Besides carefully placed touches of percussion (tambourine, guiro), the dulcimer on “King of Birds” foreshadowed the varied, often acoustic textures on those two aforementioned blockbuster LPs of ‘91 and ‘92 respectively. In addition, Steve Berlin of Los Lobos added the liberating squawk of saxophone to the cacophony of”Fireplace.”

The impact of Document had a broad ripple effect in the rock milieu of the era. As such, it mirrored that of R.E.M. as progenitors of a genre unto itself. In that light, three and a half decades on, the band’s progression seems not only supremely logical but also all the more purposeful. And in careful hearings to it today, the songs sound eerily prescient. 

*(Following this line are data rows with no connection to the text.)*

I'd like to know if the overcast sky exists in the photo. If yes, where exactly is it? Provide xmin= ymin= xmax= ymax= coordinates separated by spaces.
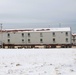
xmin=0 ymin=0 xmax=76 ymax=31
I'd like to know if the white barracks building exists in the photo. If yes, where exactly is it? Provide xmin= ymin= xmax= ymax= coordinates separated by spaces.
xmin=72 ymin=33 xmax=76 ymax=45
xmin=0 ymin=27 xmax=72 ymax=48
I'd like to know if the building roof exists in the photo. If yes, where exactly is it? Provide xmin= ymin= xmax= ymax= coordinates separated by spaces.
xmin=35 ymin=27 xmax=71 ymax=32
xmin=0 ymin=27 xmax=71 ymax=32
xmin=72 ymin=33 xmax=76 ymax=36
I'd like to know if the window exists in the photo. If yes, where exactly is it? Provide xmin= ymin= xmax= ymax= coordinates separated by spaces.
xmin=28 ymin=33 xmax=30 ymax=37
xmin=22 ymin=33 xmax=24 ymax=37
xmin=73 ymin=36 xmax=75 ymax=39
xmin=22 ymin=39 xmax=24 ymax=43
xmin=66 ymin=38 xmax=68 ymax=42
xmin=53 ymin=32 xmax=55 ymax=36
xmin=8 ymin=39 xmax=10 ymax=43
xmin=40 ymin=39 xmax=43 ymax=43
xmin=28 ymin=39 xmax=30 ymax=43
xmin=66 ymin=32 xmax=68 ymax=36
xmin=73 ymin=39 xmax=75 ymax=42
xmin=53 ymin=38 xmax=55 ymax=42
xmin=7 ymin=33 xmax=10 ymax=38
xmin=40 ymin=33 xmax=43 ymax=37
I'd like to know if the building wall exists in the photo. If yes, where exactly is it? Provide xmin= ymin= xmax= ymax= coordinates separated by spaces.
xmin=3 ymin=32 xmax=22 ymax=44
xmin=72 ymin=34 xmax=76 ymax=45
xmin=0 ymin=30 xmax=72 ymax=46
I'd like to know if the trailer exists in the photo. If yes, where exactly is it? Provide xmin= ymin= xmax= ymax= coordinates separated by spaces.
xmin=0 ymin=27 xmax=72 ymax=48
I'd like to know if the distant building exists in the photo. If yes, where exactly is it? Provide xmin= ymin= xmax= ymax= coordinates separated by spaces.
xmin=0 ymin=27 xmax=72 ymax=48
xmin=72 ymin=33 xmax=76 ymax=45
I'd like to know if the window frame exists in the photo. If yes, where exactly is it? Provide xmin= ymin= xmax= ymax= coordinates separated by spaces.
xmin=22 ymin=39 xmax=24 ymax=43
xmin=40 ymin=33 xmax=43 ymax=37
xmin=53 ymin=38 xmax=55 ymax=43
xmin=40 ymin=39 xmax=43 ymax=43
xmin=28 ymin=33 xmax=30 ymax=37
xmin=7 ymin=33 xmax=10 ymax=38
xmin=53 ymin=32 xmax=55 ymax=37
xmin=22 ymin=33 xmax=24 ymax=37
xmin=65 ymin=32 xmax=68 ymax=36
xmin=66 ymin=38 xmax=68 ymax=42
xmin=8 ymin=39 xmax=10 ymax=43
xmin=28 ymin=39 xmax=30 ymax=43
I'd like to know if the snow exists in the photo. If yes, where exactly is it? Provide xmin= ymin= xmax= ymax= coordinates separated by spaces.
xmin=0 ymin=48 xmax=76 ymax=75
xmin=3 ymin=27 xmax=71 ymax=32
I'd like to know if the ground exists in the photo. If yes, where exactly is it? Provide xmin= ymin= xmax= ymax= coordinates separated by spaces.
xmin=0 ymin=48 xmax=76 ymax=75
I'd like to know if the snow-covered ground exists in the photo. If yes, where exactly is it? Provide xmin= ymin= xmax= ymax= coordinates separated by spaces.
xmin=0 ymin=48 xmax=76 ymax=75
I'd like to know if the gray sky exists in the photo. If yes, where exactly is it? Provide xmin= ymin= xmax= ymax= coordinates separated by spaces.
xmin=0 ymin=0 xmax=76 ymax=32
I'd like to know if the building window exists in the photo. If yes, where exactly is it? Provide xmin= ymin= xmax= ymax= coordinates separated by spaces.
xmin=22 ymin=39 xmax=24 ymax=43
xmin=28 ymin=39 xmax=30 ymax=43
xmin=7 ymin=33 xmax=10 ymax=38
xmin=66 ymin=32 xmax=68 ymax=36
xmin=8 ymin=39 xmax=10 ymax=43
xmin=73 ymin=36 xmax=75 ymax=39
xmin=66 ymin=38 xmax=68 ymax=42
xmin=73 ymin=39 xmax=75 ymax=42
xmin=53 ymin=32 xmax=55 ymax=36
xmin=28 ymin=33 xmax=30 ymax=37
xmin=40 ymin=39 xmax=43 ymax=43
xmin=53 ymin=38 xmax=55 ymax=42
xmin=40 ymin=33 xmax=43 ymax=37
xmin=22 ymin=33 xmax=24 ymax=37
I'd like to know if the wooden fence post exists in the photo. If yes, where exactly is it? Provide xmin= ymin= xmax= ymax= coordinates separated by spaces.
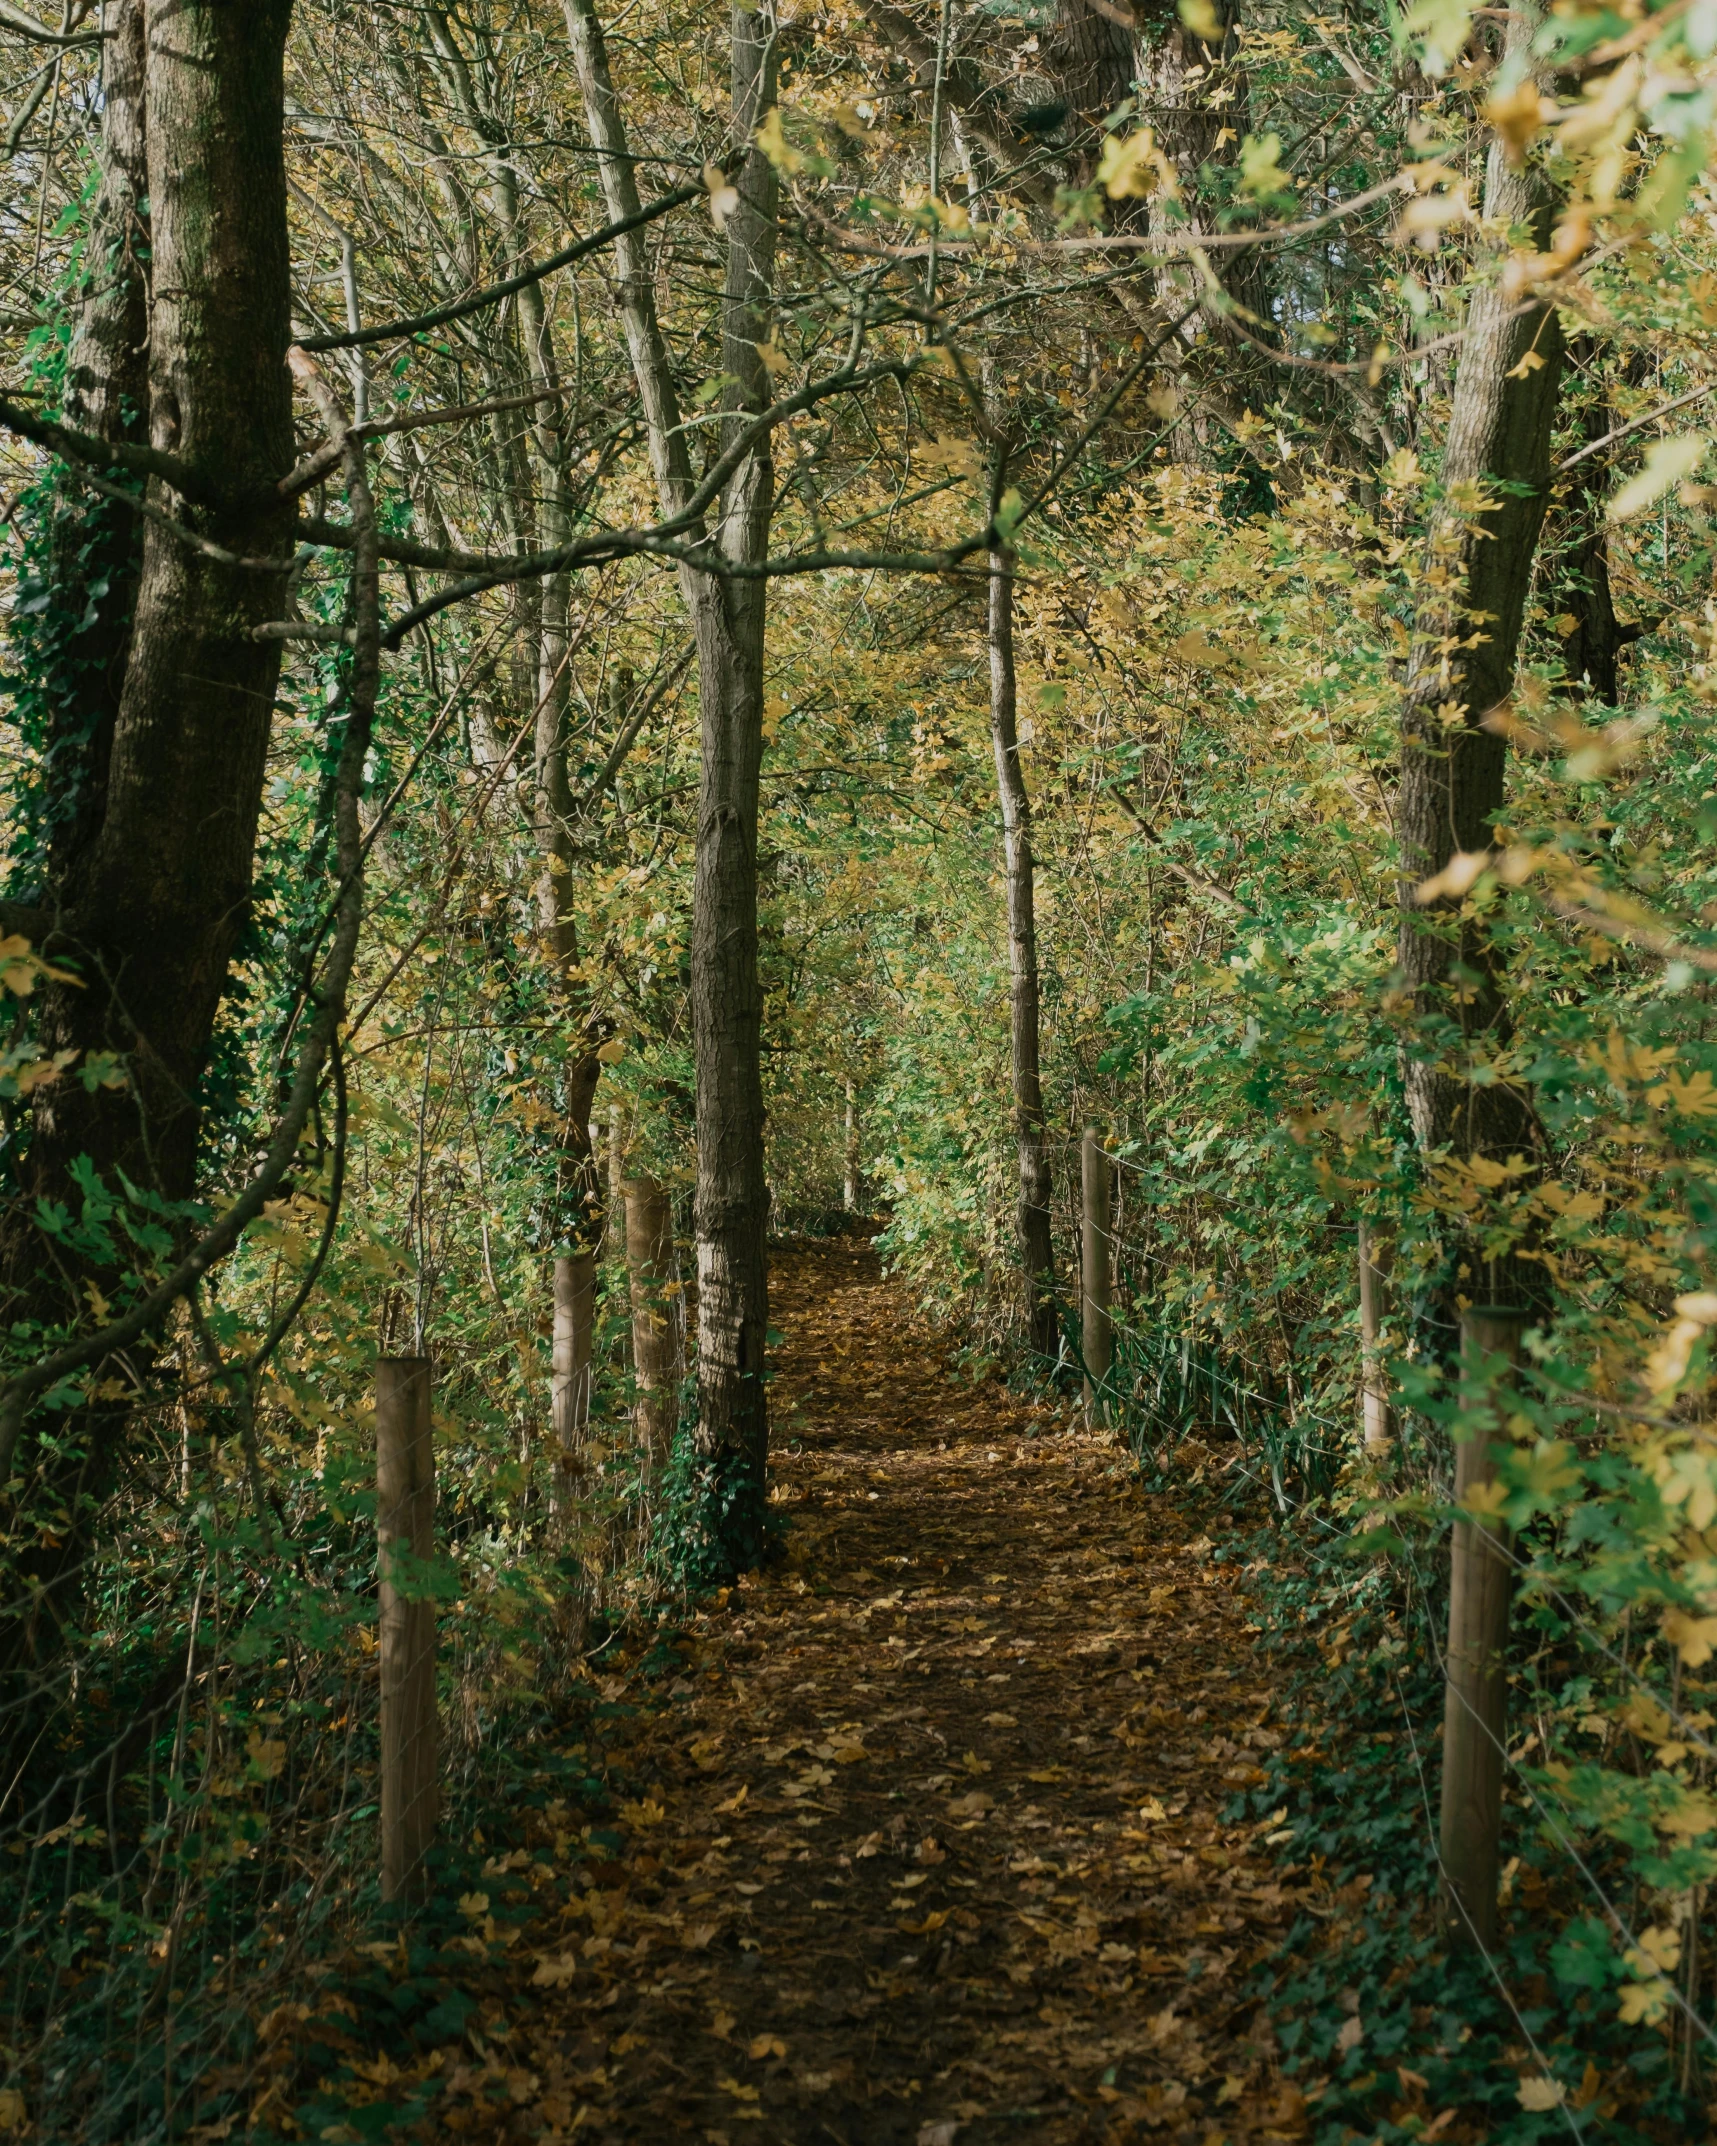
xmin=1358 ymin=1221 xmax=1395 ymax=1459
xmin=1438 ymin=1306 xmax=1525 ymax=1951
xmin=377 ymin=1356 xmax=437 ymax=1904
xmin=625 ymin=1173 xmax=684 ymax=1467
xmin=1081 ymin=1127 xmax=1113 ymax=1427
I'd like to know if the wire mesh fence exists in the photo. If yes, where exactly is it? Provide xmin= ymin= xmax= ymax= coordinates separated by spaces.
xmin=0 ymin=1271 xmax=671 ymax=2142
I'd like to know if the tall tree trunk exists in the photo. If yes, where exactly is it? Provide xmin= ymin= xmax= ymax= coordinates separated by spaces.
xmin=625 ymin=1173 xmax=684 ymax=1468
xmin=1557 ymin=340 xmax=1646 ymax=706
xmin=418 ymin=10 xmax=610 ymax=1465
xmin=565 ymin=0 xmax=778 ymax=1577
xmin=1397 ymin=121 xmax=1563 ymax=1312
xmin=1 ymin=0 xmax=298 ymax=1667
xmin=988 ymin=538 xmax=1058 ymax=1360
xmin=844 ymin=1078 xmax=861 ymax=1214
xmin=30 ymin=0 xmax=149 ymax=899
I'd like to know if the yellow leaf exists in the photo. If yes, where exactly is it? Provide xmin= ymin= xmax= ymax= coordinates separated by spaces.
xmin=245 ymin=1730 xmax=287 ymax=1781
xmin=531 ymin=1953 xmax=579 ymax=1988
xmin=457 ymin=1892 xmax=490 ymax=1920
xmin=1459 ymin=1478 xmax=1510 ymax=1521
xmin=747 ymin=2034 xmax=786 ymax=2060
xmin=1627 ymin=1923 xmax=1682 ymax=1976
xmin=1416 ymin=849 xmax=1489 ymax=903
xmin=754 ymin=107 xmax=804 ymax=175
xmin=1516 ymin=2075 xmax=1566 ymax=2112
xmin=1096 ymin=127 xmax=1172 ymax=201
xmin=1237 ymin=132 xmax=1295 ymax=201
xmin=1660 ymin=1787 xmax=1717 ymax=1840
xmin=1618 ymin=1977 xmax=1671 ymax=2025
xmin=1667 ymin=1070 xmax=1717 ymax=1116
xmin=1665 ymin=1607 xmax=1717 ymax=1668
xmin=703 ymin=162 xmax=739 ymax=229
xmin=1608 ymin=434 xmax=1706 ymax=521
xmin=1487 ymin=79 xmax=1553 ymax=162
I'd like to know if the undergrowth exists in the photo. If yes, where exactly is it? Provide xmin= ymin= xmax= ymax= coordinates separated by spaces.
xmin=1219 ymin=1509 xmax=1711 ymax=2144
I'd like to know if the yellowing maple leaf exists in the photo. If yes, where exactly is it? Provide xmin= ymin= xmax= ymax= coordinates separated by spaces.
xmin=1663 ymin=1607 xmax=1717 ymax=1668
xmin=1096 ymin=127 xmax=1173 ymax=201
xmin=1666 ymin=1070 xmax=1717 ymax=1117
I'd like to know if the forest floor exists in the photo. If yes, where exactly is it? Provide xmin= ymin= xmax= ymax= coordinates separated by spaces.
xmin=410 ymin=1240 xmax=1324 ymax=2143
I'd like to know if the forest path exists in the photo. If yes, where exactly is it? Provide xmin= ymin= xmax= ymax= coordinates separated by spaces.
xmin=482 ymin=1241 xmax=1307 ymax=2143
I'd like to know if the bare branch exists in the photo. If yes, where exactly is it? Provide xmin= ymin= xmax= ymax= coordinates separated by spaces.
xmin=294 ymin=181 xmax=706 ymax=353
xmin=0 ymin=0 xmax=106 ymax=46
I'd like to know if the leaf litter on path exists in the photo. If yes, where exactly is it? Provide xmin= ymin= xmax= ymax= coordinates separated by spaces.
xmin=364 ymin=1242 xmax=1325 ymax=2142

Apart from allusions to unhinged zealotry and righteous zeal in “Exhuming McCarthy,” reverberations of contemporary cultural, political and social themes are unmistakable in Document, to the point its title has taken on even greater meaning(s) in the interim since its release. R.E.M. had always used ambiguity effectively from the start of its recording career, but never with more potency than here.